From then on, the competitiveness was at an all-time high, with elevated aggression from ASU players and newfound determination from the Buffs. In the last minute of the game, possession transferred to ASU in the midfield with only seconds left, and one Sun Devil forward capitalized on her last opportunity to score, sending the ball to the top right of CU’s goal. Hansen batted the ball into the side post, preventing it from crossing the goal line, but the head referee ruled the shot as a goal in the 89th minute, with just three seconds left.
Immediately turmoil unfolded on both sidelines, with Buffs fans in utter disbelief of the decision after watching the replay on the big screen. The Colorado coaching staff began to pull footage and approach the sideline referees, shouting in anger and frustration.
“It was chaos,” said CU sophomore Claire Grossman, watching from the fan section when ASU scored their final goal. “Everyone was yelling at the refs and were very frustrated. Most fans seemed to disagree with the final call, so they were pretty upset.”

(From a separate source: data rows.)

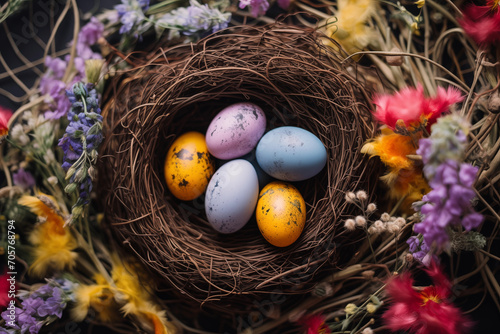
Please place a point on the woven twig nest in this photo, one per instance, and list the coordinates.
(297, 82)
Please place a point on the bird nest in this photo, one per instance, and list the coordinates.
(297, 82)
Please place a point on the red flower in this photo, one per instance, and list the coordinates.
(482, 23)
(5, 115)
(315, 324)
(412, 107)
(424, 311)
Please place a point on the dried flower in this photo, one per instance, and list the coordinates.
(379, 226)
(93, 68)
(4, 289)
(195, 20)
(127, 293)
(360, 221)
(131, 15)
(5, 115)
(351, 308)
(361, 195)
(482, 23)
(53, 243)
(80, 142)
(350, 197)
(372, 207)
(426, 311)
(17, 134)
(23, 179)
(349, 28)
(88, 36)
(412, 107)
(258, 7)
(314, 324)
(40, 307)
(449, 203)
(350, 224)
(467, 241)
(420, 3)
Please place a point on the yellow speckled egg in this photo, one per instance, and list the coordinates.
(188, 166)
(281, 213)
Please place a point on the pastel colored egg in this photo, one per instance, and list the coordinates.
(235, 130)
(231, 196)
(291, 154)
(188, 166)
(280, 213)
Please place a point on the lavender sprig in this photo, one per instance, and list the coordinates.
(80, 143)
(195, 20)
(40, 307)
(449, 204)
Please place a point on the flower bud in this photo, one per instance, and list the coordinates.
(494, 102)
(371, 208)
(361, 195)
(70, 188)
(350, 308)
(93, 68)
(350, 224)
(394, 60)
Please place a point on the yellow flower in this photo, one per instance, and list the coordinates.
(392, 148)
(53, 243)
(420, 3)
(350, 29)
(404, 178)
(127, 294)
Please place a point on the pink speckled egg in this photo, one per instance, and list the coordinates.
(235, 130)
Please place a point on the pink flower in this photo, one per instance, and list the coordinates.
(482, 23)
(5, 115)
(423, 311)
(315, 324)
(412, 107)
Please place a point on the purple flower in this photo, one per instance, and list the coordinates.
(23, 179)
(56, 66)
(448, 204)
(194, 20)
(57, 102)
(258, 7)
(131, 14)
(81, 141)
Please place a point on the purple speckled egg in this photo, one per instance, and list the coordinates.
(236, 130)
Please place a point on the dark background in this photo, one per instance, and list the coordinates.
(34, 21)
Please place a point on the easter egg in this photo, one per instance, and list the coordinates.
(280, 213)
(231, 196)
(188, 166)
(291, 154)
(235, 130)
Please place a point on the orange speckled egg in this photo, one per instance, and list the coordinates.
(188, 166)
(281, 213)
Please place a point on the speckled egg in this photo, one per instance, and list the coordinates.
(281, 213)
(188, 166)
(290, 153)
(235, 130)
(231, 196)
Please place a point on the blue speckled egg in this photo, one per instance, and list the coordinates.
(291, 154)
(231, 196)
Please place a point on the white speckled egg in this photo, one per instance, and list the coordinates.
(235, 130)
(231, 196)
(290, 153)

On the players’ sideline, Sanchez was fighting relentlessly for the refs to review the video footage of the goal, which he believed made it evident that the ball did not cross the goal line. Some Buffs players waited in suspense, hoping for an overturned decision. There was shouting and tears, but the referee ruled that he could not review video footage and that the goal would stand, ending the game 3-2.
“It is my understanding that the Pac-12 does have video review,” said Sanchez after the match. When asked about the refs’ explanations, Sanchez responded, “they didn’t review the video review [requirements] before the game to make sure there were enough cameras.”
Because this match was a part of the conference games, its result was significant, making the loss even more painful for Colorado, especially since it was perceived as unjust.
“It’s just the worst kind of situation,” said Kuhlmann after the game. “We made a few mistakes to lead up to the [third] goal, but for it to be something out of our control to call the game is a bit defeating at the moment…but these things even out so one time it’ll go our way.”
Colorado travels to Washington this week, where they will play Washington State, followed by the University of Washington and returning to Pretnup on Oct. 6 to face Oregon State.